• Kam. Apr 25th, 2024

Cara Bertahan Hidup Dimasa Pandemi Menurut Sastra Jawa

Mar 16, 2021



Inilah tata cara tirakat Jawa termutakhir. Guna bertahan hidup di tengah pandemi Covid-19, kita perlu memahami konversi teknik tirakat yang terjadi di Jawa.

Dengan adanya Pandemi memang sudah menjadi kodrat Sang Maha Kuasa. Semua itu harus kita terima dengan ikhlas. Meskipun harus menerima, sebisa mungkin harus dikurangi agar pengaruhnya tidak menyebar. 
Berdasarkan laporan dari GUGUS DEPAN COVID-19, sudah mencapai ribuan jiwa terkena wabah pandemi Covid-19. Orang sakit semakin bertambah setiap harinya bahkan bertambah hingga mencapai seribu jiwa setiap harinya. Begitu juga yang sembuh.
Bahkan ada berita bahwa ada salah satu rumah sakit sudah tidak bisa menerima pasien lagi karena tempatnya sudah penuh.
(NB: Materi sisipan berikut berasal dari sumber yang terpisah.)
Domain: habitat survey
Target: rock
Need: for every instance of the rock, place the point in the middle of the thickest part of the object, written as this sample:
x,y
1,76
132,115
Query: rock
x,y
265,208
Hingga Pemerintah membuat rumah sakit darurat yang berlokasi di beberapa daerah Covid-19 yang terus bertambah.
Berbagai cara untuk memperingatkan bahaya pandemi Covid-19 sebenarnya sudah banyak beredar. Tidak lupa mengingatkan untuk selalu rajin cuci tangan, rajin memakai masker, dan mengecek suhu tubuh disetiap tempat umum.
Beberapa orang ada yang patuh untuk mengikuti aturan protokol kesehatan dari Pemerintah, tetapi ada juga yang bersikeras dan beranggapan bahwa wabah Covid-19 itu tidak ada.
Di dunia maya juga sudah banyak berbagai konspirasi tentang Covid-19 yang membuat kekacauan.
Situasi saat ini berbeda dengan jaman dulu. Orang Jawa jaman dulu ketika ditanya tentang wabah penyakit, yang mereka ketahui hanya penyakit yang “aneh-aneh” yang dilakukan oleh bangsa lelembut(makhluk halus jin/setan) yang ada disuatu tempat.
Apakah Jaman dahulu tidak ada “pencegahan” yang tepat? Menurut saya tentu saja ada. Hanya tata caranya saja yang berbeda dengan jaman sekarang yang difasilitasi berbagai alat canggih. Pencegahan yang ada di jaman dulu hanya satu yaitu “manut” (*dalam bahasa jawa)

Manut adalah salah satu “Protokol kesehatan” yang paling mudah dipahami oleh siapapun

Ketika kebijakan dan pengetahuan tentang penyakit itu diberikan A, maka mereka akan melakukan A. Entah itu dipesan untuk melakukan tirakat, berdoa, berpuasa atau alat-alat yang harus dipersiapkan dengan benar-benar tertib dan disiplin.
Misalnya, kita harus menyembelih kambing, bunga yang ditentukan, dan segala macam praktek lainnya dan semuanya tidak ada yang bersikeras lagi. Itulah satu-satunya teori yang dianggap benar.
Situasi seperti ini berbeda dengan hari ini. Wabah penyakit jaman dahulu dilakukan dengan cara tradisional, berbeda dengan sekarang harus dipelajari sesuai dengan teknologi. Sekarang, mari kita lihat lagi. Diantara protokol kesehatan yang telah dibuat oleh pemerintah, apakah masyarakat mematuhi semua seperti yang terjadi dimasa lalu?
Seharusnya munculnya teknologi modern telah membuat hidup manusia menjadi lebih mudah. Namun banyak yang menyepelekan, dimasa mendatang bisa menjadi senjata makan tuan.
Orang jaman dulu ada wabah penyakit semua pada prihatin dan melakukan tirakat, mungkin bisa dicontoh untuk ikut melakukan “tirakat” dengan mematuhi perintah yang ada.
Raden Ranggawarsito pernah menulis bahwa seberuntungnya orang lupa, masih beruntung orang yang sadar dan waspada. Singkatnya, kepatuhan juga merupakan dari kesadaran bahwa itu masih musim wabah dan waspada sehingga wabah tidak menyebar.
Artikel ini merupakan translate dari jawasastra.com yang mulanya bahasa jawa lalu saya terjemahkan menjadi bahasa indonesia sederhana sehingga bisa di mengerti oleh semua kalangan. Semoga artikel ini bisa bermanfaat buat para pembaca, dan terima kasih atas kunjungannya.